Stadt will 20.000m² Wald an Immobilienfirma verkaufen. Stadtgemeinde will Immobilienentwickler 20.000 Quadratmeter Wald verkaufen.

Von Christoph Hornstein. Erstellt am 27. Februar 2019 (04:30)
Dieses Haus im Kierlinger Reihergraben wurde zuerst gekauft. Jetzt will der Immobilienentwickler „Reihergraben Immobilien GmbH & KG“ 20.000 Quadratmeter angrenzendes Grünland (Wald) dazukaufen.
privat

Die eigens für dieses Projekt gegründete Immobilienfirma „Reihergraben Immobilien GmbH & Co KG“ kaufte ein für einen Immobilienentwickler völlig wertloses 40-Quadratmeter-Häuschen im Grünland und suchte um eine GEB-Widmung an.

War dieses Faktum schon eigenartig genug, wurde der NÖN jetzt ein Antrag zur nächsten Gemeinderatssitzung am 1. März zugespielt. Eben diese Immobilienfirma will „zur Erweiterung der eigenen Grünflächen und der Gartengestaltung“ (so wörtlich im Antrag) Grünland mit einer Fläche von 20.000 Quadratmeter um diese Häuschen herum kaufen. Kaufpreis: 245.830 Euro, Quadratmeterpreis: 12,29 Euro. Der Verkaufspreis bei vergleichbaren Grundstücken liegt – laut Antrag – bei 1,80 bis 3 Euro.

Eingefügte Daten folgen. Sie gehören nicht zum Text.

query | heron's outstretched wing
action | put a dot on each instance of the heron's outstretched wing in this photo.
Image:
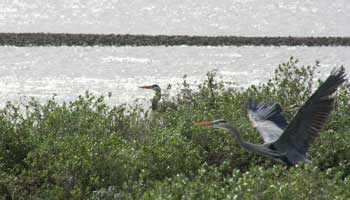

In dem der NÖN vorliegenden Antrag soll der Gemeinderat den Verkauf auf Basis eines Angebots der Immobilienfirma beschließen. Es handelt sich dabei um gemeindeeigenen Wald. „Eine wirtschaftlich gewinnbringende nachhaltige Bewirtschaftung ist nicht möglich“, so der Antrag. Trotzdem bietet die „Reihergraben Immobilien GmbH & Co KG“ der Stadtgemeinde den – nach Berechnungen der Stadtgemeinde – fünffachen Verkehrswert der im Grünland liegenden Flächen an.

„Jedes Projekt hat seine eigene Besonderheit. So ist das auch in diesem Fall im Reihergraben.“ Alexander Widhofner, Kommanditist Reihergraben GmbH & Co KG

Daraus ergeben sich einige Fragen: Warum kauft eine Immobilienfirma, die ja Bauprojekte entwickeln will, ein an sich für die Entwicklung wertloses Waldgebiet? Warum zahlt die Immobilienfirma das Fünffache des Verkehrswertes?

Die NÖN erreichte den Kommanditisten der Immobiliengesellschaft, Alexander Widhofner. „Jedes Projekt hat seine eigene Besonderheit. So ist das auch in diesem Fall im Reihergraben“, hält sich Widhofner bedeckt, der aber versichert, keine Umwidmung auf Bauland anstreben zu wollen. Widhofner: „Es soll eine kleine, feine Wohneinheit geschaffen werden.“ Die 20.000 Quadratmeter Grünlandzukauf sollen die Wohnsituation verbessern und verschönern. Genaue Details über das Projekt will Widhofner nicht verraten.

„Jede Ware hat den Preis, den ein anderer bereit ist zu bezahlen“

Warum man das Fünffache für die Fläche bezahlen wolle? „Jede Ware hat den Preis, den ein anderer bereit ist zu bezahlen“, so Widhofner, der noch einmal versichert, auch nicht mit einer späteren Umwidmung auf Bauland zu spekulieren. Ausschließen könne man aber nie etwas.

Der für die stadteigenen Liegenschaften verantwortliche Stadtrat und Vizebürgermeister Roland Honeder (ÖVP) verteidigt seinen Antrag auf Verkauf der Grünlandflächen. „Grundsätzlich kaufen Unternehmen dieser Art Grundstücke. Ich habe nicht nachgefragt, wofür es verwendet werden soll“, so Honeder.

Gemeindegrundstücke würden prinzipiell zu überhöhten Preisen verkauft werden, um das Bestmögliche für die Stadtgemeinde und den Steuerzahler herauszuholen. Deswegen sei auch die Liegenschaftsverwaltung in Klosterneuburg so erfolgreich. Es gebe keine Absichten, die Bebauungsmöglichkeiten über eine GEB-Widmung hinaus zu erweitern, versichert Honeder und stellt in Aussicht, den Antrag bei der nächsten Gemeinderatssitzung von der Tagesordnung zu nehmen und über das Amt nachfragen zu lassen, was der Käufer mit dem Grundstück vorhabe.